International Hockey Federation president Leandro Negre on Wednesday dismissed allegations that the two-match suspension of Indian striker Shivendra Singh for injuring a Pakistani player in the ongoing World Cup was a reflection of FIH's bias against the Asian players.
Negre said tournament director Ken Read was within his power to review the video footage of Shivendra lifting his stick and injuring Fareed Ahmed without the notice of umpires and complaint by Pakistan as it can be done under FIH rules if a player is injured.
"We follow a fair and open procedure without any bias. We follow the rules and guidelines. It is very clear from FIH rules that if a player is injured, the tournament director will have to review it without any complaint from anybody," Negre said.
"Hockey is a fast paced game. The umpires may not notice certain things and Pakistan may not have complained. But if any player is injured we have to review and find out what had happened," he said.
"Personally I feel that the incident was not intentional and accordingly the decision was handed," he added.
Negre said that nobody should doubt the fairness of FIH.
"It is important to have fair decisions and at the same time we should also have faith and confidence in the technical officials. Officials of different countries work together and take decisions in FIH," said the Spaniard.

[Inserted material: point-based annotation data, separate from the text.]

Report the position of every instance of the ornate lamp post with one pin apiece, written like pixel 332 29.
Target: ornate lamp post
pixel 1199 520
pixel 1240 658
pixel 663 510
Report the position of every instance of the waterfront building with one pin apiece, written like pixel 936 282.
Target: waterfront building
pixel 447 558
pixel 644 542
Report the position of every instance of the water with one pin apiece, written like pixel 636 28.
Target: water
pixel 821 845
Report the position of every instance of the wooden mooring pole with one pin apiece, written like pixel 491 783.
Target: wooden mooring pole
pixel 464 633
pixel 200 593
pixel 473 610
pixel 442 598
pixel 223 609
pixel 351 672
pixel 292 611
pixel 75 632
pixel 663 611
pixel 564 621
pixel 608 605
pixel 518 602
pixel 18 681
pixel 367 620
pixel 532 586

Negre agreed that the video referral system, introduced for the first time in a World Cup here, needs improvement but said it would be continued with.
"It is a new system being used for the second time in a top-flight competition (after the Champions Trophy in Australia last year). But the FIH will continue supporting the system. Hockey is a fast-paced game and the umpires may not able to see everything. So I think we need this system," he said.
Asked if the system would be reviewed after this World Cup, he said, "There is no immediate plan to review it. There is a procedure to follow. The competition director will make a report and submit it to the technical committee, which would then report it to the FIH executive committee if there is any need for changes or improvements," Negre said.
The FIH chief also said that the federation is strictly following the doping guidelines under the World Anti-Doping Code in this World Cup.
"Hockey is one of the cleanest sports despite the players requiring a high level of fitness and physical strength and I am very happy with that. We are strictly WADA compliant," he said.
"I don't know the details of the dope testing procedure here. But we are strictly following the procedure. I think one or two players from each team are being tested after every match," he said.